Only the skin extracts contained detectable amounts of the target flavonols. The skin extracts obtained at 20% EtOH and 160 °C contained the highest quantities of quercetin (12.4 µg/gdw) and kaempferol (2.9 µg/gdw) (Table 2). Huaman-Castilla et al. [22] argued that the presence of ketone groups in the chemical structure of flavonols favors the polar interactions with water molecules. Consequently, these compounds’ solubility is higher at low ethanol concentrations.

In Figure 2, we summarize the observations above, associating ethanol content in the solvent with the extracted matrix (skins, seeds) and the specific polyphenol families considered in this study (phenolic acids, flavanols, flavonols).

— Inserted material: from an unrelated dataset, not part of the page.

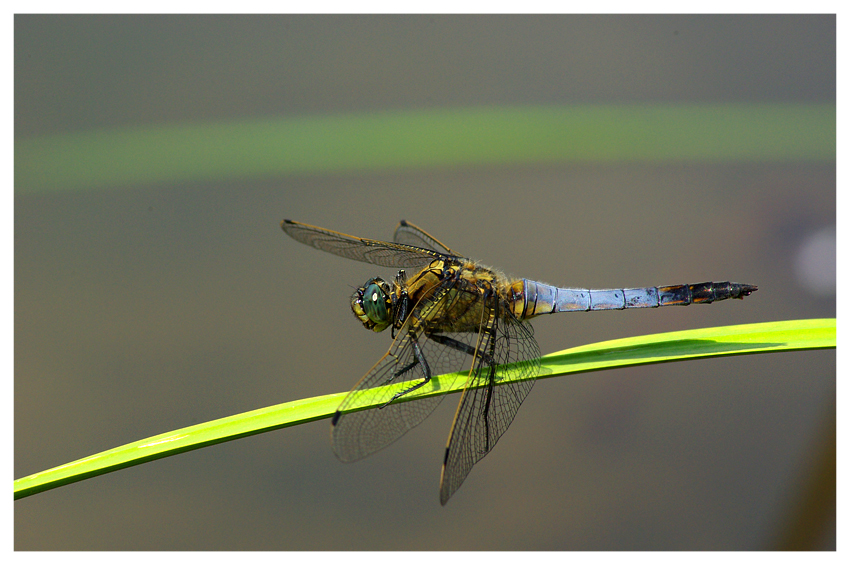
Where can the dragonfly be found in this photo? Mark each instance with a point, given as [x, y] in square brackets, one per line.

The best HPLE conditions to obtain phenolic acids were 60% EtOH and 160 °C, yielding 44.6 µg/gdw and 6.3 µg/gdw of phenolic acid from the seeds and skins, respectively. Flavanols recovery was maximized at 20% EtOH and 160 °C, yielding 10.37 µg/gdw and 163.61 µg/gdw of total flavanols from the skin and seeds fractions, respectively. Flavonols were only detected in skin extracts, reaching the highest recovery (17.35 µg/g) with 20% EtOH and 160 °C.

4. Conclusions

Compared to the conventional extraction (1 atm, 60% acetone, 30 °C), high concentrations of ethanol (60%) and high temperatures (160 °C) in HPLE recovered ~2.5 and ~1.5 more polyphenols from skins and seeds, respectively, of Negra Criolla grape pomace. These HPLE extracts also showed higher antioxidant activity than conventional extracts, 45% and 58% higher DPPH, and about four and ten higher ORAC for skin and seeds, respectively.

The recovery of phenolic acids from Negra Criolla grape pomace was maximized in HPLE at 60% EtOH and 160 °C, for both the skins (6.93 µg/g dw) and seeds fractions (45.34 µg/g dw). These seed extracts contained the highest amount of gallic acid (21.6 µg/gdw) and 10 times more than skin extracts. Flavanols recovery was favored at the lowest ethanol content, and the highest temperature tested. The seed extracts obtained under these conditions contained 96.3 µg/gdw of catechin and 41.72 µg/gdw of epicatechin. Flavonols, such as quercetin and kaempferol, were only detected in skin extracts, and the lowest ethanol concentrations (20%) and the highest temperature (160 °C) favored their recovery (17.53 µg/gdw).

Compared to conventional extraction with acetone, HPLE operated with water-ethanol mixtures and at high temperatures, recovered more polyphenols, and yielded extracts with higher antioxidant capacity from a local agro-industrial waste, such as Negra Criolla grape pomace. The selective polyphenols recovery can be tuned by merely changing the ethanol content of the HPLE solvent. The seeds of Negra Criolla grape pomace are an excellent source of phenolic acids and flavonols, while only the skin of this native Peruvian agro-industrial waste contains flavonols.